Worms are one of my favourite wild animals, preferably when they are in my garden. They are almost as important as bees in the grand scheme of things. They root through our soils, devouring stuff that needs to be devoured, and converting it into the best soil improver, seed compost and general fertiliser anyone could wish for.
As you saw last week, I don’t have many worms in my garden at present. I also don’t think I have many in my compost heap. Not enough for a really healthy biome, anyway.
Wiggly Worms
There is an online business i the UK called Wiggly Wigglers. They started out sourcing and selling wormeries: dedicated stacked containers for worms to compost kitchen waste and turn it into humous and liquid. They diversified into bird seed, wild plants at one stage, and UK-grown flowers. The latter business has struck out as a sister brand, the Great British Florist (Grown not Flown) and I may have posted a photo or two of my flowers that I get monthly from them.
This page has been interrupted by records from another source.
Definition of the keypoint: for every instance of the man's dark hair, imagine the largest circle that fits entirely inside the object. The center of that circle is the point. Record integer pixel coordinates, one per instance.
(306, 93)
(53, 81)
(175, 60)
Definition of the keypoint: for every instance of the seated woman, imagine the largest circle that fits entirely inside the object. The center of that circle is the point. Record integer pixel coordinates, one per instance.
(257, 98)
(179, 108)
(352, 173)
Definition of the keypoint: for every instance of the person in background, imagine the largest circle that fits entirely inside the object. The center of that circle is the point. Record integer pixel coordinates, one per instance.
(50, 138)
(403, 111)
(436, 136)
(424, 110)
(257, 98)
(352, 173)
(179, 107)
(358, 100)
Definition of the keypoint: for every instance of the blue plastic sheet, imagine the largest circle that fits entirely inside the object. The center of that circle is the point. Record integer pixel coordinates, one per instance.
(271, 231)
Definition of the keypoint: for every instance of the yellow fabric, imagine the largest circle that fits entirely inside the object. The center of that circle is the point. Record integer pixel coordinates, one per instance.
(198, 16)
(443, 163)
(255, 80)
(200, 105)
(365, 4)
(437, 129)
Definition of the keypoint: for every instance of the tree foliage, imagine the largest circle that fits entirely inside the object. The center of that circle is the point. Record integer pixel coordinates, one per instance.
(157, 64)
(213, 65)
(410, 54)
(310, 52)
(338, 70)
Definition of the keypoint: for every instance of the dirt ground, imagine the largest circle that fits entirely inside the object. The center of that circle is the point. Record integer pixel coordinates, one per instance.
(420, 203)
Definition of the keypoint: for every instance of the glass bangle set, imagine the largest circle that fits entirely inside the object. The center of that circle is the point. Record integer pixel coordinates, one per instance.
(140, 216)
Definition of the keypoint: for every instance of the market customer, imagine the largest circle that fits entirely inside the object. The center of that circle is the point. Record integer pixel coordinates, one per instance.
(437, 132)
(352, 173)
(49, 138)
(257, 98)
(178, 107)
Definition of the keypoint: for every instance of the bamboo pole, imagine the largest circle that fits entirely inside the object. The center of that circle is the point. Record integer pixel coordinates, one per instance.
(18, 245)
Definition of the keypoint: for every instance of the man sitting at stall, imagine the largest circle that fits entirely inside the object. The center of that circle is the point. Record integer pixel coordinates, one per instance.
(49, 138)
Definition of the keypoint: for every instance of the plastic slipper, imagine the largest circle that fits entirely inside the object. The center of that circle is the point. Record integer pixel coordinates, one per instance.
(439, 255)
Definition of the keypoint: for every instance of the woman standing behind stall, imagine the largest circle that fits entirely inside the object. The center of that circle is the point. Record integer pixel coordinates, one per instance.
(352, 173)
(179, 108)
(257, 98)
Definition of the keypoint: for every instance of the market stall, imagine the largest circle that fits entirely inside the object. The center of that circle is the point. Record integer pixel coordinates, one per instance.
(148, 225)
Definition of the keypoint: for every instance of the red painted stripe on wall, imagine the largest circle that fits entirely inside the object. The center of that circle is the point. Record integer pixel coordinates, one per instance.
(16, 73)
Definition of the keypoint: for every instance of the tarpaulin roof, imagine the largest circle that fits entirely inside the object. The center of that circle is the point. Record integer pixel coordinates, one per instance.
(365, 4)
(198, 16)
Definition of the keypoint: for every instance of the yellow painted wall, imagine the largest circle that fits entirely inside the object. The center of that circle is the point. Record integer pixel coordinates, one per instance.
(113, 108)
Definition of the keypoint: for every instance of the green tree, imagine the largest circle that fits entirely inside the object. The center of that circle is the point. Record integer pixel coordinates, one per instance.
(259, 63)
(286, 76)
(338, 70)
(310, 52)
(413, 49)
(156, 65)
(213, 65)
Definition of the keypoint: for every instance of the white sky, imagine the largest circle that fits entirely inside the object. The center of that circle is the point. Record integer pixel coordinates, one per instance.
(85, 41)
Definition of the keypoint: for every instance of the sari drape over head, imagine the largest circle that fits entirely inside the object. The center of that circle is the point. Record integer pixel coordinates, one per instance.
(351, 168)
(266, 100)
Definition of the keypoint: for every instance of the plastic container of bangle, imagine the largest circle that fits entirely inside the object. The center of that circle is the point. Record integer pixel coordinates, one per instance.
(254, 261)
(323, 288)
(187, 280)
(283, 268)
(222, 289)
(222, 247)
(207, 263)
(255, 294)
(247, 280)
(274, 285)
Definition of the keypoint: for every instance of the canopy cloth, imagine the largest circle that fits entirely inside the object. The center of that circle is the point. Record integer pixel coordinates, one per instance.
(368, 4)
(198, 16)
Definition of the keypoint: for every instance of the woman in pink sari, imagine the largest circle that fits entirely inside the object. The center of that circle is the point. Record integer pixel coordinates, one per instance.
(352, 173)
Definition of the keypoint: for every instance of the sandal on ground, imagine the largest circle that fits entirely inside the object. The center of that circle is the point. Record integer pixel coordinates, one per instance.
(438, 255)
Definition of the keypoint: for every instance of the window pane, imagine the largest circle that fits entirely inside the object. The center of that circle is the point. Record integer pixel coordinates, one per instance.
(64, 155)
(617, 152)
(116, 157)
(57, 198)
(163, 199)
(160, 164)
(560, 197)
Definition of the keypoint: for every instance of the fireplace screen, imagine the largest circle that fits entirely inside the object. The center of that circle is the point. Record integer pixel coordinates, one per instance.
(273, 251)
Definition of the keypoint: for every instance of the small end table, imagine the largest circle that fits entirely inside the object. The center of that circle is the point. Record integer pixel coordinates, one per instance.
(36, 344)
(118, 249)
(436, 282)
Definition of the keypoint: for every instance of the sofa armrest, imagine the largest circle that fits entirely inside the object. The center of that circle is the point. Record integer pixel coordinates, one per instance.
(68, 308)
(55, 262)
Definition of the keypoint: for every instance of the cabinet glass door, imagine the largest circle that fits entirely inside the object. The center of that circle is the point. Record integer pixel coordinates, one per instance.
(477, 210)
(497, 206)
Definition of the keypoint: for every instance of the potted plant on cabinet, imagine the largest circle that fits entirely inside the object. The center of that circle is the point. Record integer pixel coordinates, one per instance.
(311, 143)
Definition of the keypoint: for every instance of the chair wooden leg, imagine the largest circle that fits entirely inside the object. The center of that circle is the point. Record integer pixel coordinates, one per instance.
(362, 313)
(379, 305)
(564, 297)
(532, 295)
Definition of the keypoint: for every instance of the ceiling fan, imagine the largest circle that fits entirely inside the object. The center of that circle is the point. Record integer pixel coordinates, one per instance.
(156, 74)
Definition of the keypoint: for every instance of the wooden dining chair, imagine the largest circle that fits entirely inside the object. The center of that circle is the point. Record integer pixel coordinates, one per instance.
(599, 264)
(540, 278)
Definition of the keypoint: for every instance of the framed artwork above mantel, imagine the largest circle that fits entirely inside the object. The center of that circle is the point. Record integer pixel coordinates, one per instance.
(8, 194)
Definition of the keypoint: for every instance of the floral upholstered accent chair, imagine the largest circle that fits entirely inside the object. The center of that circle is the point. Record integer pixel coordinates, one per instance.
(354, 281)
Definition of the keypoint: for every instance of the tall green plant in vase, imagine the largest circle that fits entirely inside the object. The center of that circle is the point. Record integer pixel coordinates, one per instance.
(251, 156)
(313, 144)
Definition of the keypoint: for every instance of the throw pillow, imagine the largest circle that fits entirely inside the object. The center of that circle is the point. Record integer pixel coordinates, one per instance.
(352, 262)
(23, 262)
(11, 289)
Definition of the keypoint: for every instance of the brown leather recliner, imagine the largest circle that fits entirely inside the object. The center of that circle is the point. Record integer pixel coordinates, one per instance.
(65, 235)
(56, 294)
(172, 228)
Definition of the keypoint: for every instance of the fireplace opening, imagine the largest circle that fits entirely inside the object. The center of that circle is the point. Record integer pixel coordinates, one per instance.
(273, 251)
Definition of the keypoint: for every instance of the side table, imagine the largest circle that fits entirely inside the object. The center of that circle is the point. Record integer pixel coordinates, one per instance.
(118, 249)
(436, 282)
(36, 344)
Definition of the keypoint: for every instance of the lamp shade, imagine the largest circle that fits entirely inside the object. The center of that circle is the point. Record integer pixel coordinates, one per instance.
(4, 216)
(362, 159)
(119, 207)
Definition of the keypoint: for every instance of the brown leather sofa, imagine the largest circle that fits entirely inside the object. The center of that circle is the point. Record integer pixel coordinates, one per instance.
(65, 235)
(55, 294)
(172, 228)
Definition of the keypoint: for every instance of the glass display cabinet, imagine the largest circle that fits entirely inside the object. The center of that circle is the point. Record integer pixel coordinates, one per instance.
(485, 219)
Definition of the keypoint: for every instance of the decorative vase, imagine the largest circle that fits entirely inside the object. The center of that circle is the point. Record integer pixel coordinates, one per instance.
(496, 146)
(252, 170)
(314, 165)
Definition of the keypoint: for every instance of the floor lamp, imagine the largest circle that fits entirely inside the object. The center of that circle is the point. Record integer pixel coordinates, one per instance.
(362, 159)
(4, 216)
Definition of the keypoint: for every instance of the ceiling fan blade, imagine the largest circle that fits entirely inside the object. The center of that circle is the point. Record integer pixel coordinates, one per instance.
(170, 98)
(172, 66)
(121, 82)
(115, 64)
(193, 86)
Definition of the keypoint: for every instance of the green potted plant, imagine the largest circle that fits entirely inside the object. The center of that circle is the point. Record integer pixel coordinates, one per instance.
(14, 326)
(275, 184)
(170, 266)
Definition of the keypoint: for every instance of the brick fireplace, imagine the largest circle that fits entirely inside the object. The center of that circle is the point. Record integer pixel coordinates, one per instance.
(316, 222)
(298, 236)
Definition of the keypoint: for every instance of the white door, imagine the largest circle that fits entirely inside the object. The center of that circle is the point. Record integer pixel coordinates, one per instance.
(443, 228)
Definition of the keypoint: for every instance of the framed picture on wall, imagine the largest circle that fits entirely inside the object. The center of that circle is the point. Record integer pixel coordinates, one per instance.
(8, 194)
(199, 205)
But worms and wormeries are still what Wiggly Wigglers do best. Last weekend I had a newsletter offer from them: their worms had enjoyed the weather so much they were now overstocked! So I got half a kilo of worms from them at a very low price. Ordered Sunday arrived Tuesday. These worms are very speedy!
Knowing I was dealing with live animals, I didn’t waste a moment in unpacking them and introducing them to their new home.
I realised later I should have taken a few minutes to sift out the earth they had arrived with – not added to help them on the journey, but produced as they travelled!
But I tipped them all into the compost heap, and covered them over a little to help them settle in quickly.
What will they eat?
By now they’ve probably dispersed to the far corners of the bin, munching on grass and hedge clippings, weeds, toilet roll insides, guinea pig waste, tea bags, a rare unwanted lettuce leaf or banana skin, and a few things I’ve added recently in composting experiments:
- ‘home compostable plastic’ wrappings – do they work?
- Bless your cotton socks (and wool ones). Single holey socks I thought deserved another use. How long do they take to reduce to some strands of elastic?
My felt childhood soft toys disappeared really quickly when I composted them at my old home last year. I don’t suppose my lovely new worms will take long converting these things to nice soil for my new veggie beds!
Wild about Worms is today’s #30DaysWild offering. If you’ve any composting questions, feel free to ask. I used to be a Norfolk Master Composter!
Can you get worms to put in the garden rather than the compost? My garden seems to have a scarcity of worms this year and I’ve hardly seen any when digging or turning over soil.
If you’ve had the same hot dry weather we’ve had, they may just have gone deeper, to moister soil. But have a look at the Wiggly pages via the links. The tiger and red worms are composters, I think it’s the dendra species that is the regular garden earthworm.